With ongoing digitalization, mobile network usage is increasingly shifting into buildings and vehicles. This raises the question of whether regulatory requirements need to focus more strongly on reliable indoor coverage to ensure digital inclusion. The article therefore compares indoor coverage obligations in Austria, the United Kingdom, Romania and France.
Austria and the United Kingdom have so far applied indoor obligations only once, primarily to improve connectivity in areas with inadequate broadband coverage. In Romania, indoor obligations have been used as a recurring instrument in spectrum auctions since 2012, for example to enhance coverage in specific regions or improve service quality in means of transport. France pursues a more user-oriented approach by mandating specific measures in indoor areas, some of which must be implemented upon customer request.
A central technical challenge lies in choosing appropriate attenuation factors for buildings and transport vehicles.

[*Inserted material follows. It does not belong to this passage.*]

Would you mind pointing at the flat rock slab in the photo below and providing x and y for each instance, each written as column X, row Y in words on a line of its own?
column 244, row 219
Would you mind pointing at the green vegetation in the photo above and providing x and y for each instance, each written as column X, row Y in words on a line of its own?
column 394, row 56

These parameters are defined in advance by regulatory authorities in coordination with network operators, as are quality parameters that must be validated using different measurement methods and usage situations. Robust, standardised measurement and testing procedures are therefore needed to objectively capture and compare indoor coverage.

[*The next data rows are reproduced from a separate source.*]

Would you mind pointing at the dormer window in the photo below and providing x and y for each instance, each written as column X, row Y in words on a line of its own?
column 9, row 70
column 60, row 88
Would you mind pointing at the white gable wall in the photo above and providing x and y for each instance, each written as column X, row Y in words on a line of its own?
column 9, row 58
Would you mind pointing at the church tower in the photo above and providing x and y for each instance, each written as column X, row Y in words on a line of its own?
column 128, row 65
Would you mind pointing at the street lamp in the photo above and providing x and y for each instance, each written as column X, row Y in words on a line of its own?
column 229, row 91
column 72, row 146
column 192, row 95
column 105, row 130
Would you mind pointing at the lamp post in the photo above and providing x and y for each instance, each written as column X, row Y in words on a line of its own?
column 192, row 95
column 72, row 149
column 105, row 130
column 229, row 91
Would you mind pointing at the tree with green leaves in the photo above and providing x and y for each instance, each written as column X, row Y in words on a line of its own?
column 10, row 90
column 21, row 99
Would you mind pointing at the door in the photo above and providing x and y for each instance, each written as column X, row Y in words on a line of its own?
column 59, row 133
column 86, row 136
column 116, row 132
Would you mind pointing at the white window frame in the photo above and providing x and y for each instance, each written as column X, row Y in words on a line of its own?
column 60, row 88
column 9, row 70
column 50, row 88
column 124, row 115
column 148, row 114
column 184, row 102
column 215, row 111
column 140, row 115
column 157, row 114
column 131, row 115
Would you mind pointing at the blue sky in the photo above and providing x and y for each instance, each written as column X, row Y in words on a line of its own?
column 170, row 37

Indoor obligations operate in a field of tension between heterogeneous user expectations and the ability to monitor compliance transparently. They can improve service quality without requiring highly detailed ex-ante coverage obligations in spectrum assignments. At the same time, the analysis shows that some regulatory authorities aim to provide more information on indoor coverage. Such publicly available information can not only increase transparency for end users but also support infrastructure competition.